The team found that this “antidrinking” NPY system is altered by long-term drinking in multiple species, which suggests NPY could be either a marker or treatment for alcohol abuse.
Study co-author Todd E. Thiele, PhD, professor of psychology at UNC and a member of the Bowles Center for Alcohol Studies, elaborates:
“The identification of where in the brain and how NPY blunts binge drinking, and the observation that the NPY system is compromised during early binge drinking prior to the transition to dependence, are novel and important observations.”
Prof. Thiele says that what is particularly exciting about these findings is the suggestion that restoring NPY may not only be a useful treatment for alcohol use disorders, but it could also prevent some people from becoming alcohol dependent.

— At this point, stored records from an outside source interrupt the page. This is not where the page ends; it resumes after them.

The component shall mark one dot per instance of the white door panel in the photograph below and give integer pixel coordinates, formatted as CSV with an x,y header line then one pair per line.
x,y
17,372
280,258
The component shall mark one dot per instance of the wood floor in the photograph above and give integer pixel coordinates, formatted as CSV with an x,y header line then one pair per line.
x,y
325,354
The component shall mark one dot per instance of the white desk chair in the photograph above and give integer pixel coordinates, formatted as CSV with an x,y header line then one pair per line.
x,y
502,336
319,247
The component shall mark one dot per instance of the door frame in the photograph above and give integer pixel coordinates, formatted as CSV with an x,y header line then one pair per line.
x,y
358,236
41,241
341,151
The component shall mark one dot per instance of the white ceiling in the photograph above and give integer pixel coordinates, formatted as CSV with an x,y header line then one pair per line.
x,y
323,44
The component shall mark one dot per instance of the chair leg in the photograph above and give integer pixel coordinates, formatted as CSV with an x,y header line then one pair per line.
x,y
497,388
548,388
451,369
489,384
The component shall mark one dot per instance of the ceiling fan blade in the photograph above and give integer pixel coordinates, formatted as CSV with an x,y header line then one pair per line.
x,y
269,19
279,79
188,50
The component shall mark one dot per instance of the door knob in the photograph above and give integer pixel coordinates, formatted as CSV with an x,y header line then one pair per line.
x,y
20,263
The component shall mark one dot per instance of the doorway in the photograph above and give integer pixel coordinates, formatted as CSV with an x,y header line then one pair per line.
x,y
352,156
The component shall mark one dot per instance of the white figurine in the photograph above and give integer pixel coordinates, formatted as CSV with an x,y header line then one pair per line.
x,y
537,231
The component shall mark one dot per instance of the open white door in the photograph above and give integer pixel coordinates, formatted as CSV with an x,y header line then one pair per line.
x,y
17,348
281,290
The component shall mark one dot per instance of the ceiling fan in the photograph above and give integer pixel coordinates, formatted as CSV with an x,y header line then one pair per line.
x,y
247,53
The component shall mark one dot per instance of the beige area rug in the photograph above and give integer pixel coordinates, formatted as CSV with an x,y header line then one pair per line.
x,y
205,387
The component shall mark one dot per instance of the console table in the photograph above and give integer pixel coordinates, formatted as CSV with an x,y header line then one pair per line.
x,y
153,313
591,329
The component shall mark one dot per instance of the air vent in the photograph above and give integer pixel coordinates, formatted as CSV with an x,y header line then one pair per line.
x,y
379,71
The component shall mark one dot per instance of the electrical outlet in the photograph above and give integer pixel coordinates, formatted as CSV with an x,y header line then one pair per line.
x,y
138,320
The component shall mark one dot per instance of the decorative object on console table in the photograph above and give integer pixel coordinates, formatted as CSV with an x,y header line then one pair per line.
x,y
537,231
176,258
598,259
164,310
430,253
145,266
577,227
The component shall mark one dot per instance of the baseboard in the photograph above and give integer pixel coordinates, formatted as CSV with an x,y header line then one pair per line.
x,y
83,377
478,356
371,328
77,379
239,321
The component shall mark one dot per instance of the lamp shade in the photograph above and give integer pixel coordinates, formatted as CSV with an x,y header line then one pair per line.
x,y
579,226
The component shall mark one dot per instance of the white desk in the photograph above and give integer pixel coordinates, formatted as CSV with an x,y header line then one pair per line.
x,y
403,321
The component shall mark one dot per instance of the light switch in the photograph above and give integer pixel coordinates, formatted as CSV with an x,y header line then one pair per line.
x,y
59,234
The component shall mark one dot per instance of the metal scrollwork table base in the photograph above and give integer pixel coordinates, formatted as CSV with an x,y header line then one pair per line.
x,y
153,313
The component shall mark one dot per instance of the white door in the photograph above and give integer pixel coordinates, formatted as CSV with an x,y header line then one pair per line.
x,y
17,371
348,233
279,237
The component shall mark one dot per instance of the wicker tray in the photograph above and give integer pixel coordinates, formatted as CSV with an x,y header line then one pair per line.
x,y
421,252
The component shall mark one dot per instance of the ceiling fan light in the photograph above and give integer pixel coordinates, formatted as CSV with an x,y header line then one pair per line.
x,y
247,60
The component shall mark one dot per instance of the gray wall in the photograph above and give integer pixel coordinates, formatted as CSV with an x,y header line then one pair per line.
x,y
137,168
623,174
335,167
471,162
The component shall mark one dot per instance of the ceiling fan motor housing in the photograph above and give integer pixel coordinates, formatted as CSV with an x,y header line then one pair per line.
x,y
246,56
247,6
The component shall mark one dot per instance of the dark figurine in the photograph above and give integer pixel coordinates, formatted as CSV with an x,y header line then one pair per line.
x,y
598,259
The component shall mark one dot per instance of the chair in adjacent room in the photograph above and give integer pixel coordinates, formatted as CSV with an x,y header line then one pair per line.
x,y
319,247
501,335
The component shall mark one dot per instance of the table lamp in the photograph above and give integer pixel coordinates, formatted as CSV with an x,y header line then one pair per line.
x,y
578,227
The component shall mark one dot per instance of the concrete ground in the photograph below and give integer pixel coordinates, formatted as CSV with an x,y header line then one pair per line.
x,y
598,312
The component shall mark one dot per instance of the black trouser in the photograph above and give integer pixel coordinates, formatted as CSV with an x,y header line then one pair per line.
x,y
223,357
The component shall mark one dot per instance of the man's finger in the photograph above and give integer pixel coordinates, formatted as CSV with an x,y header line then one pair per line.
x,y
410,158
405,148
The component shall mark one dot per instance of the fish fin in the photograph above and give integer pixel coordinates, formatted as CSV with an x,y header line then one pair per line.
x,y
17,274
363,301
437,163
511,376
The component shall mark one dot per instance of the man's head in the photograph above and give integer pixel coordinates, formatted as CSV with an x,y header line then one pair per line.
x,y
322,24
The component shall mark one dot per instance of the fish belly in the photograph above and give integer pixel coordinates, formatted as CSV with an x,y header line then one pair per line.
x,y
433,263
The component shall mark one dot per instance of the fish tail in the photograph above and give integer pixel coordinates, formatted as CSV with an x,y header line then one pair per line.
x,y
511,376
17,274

NPY has previously been investigated in an animal model of chronic immobilization stress. Researchers found that in this condition, the synthesis and secretion of NPY is suppressed, which disrupts the brain pathways that regulate feeding behavior, resulting in diminished food intake and reduced body weight among the rats in the study with chronic immobilization stress.
CRF was previously identified as being key to the development and maintenance of alcohol dependence by a team of scientists from The Scripps Institute.
Writing in the journal Biological Psychiatry in 2010, the Scripps researchers reported that blocking this stress factor reduced symptoms of addiction, and expressed hope that CRF could therefore be a promising area for future drug development.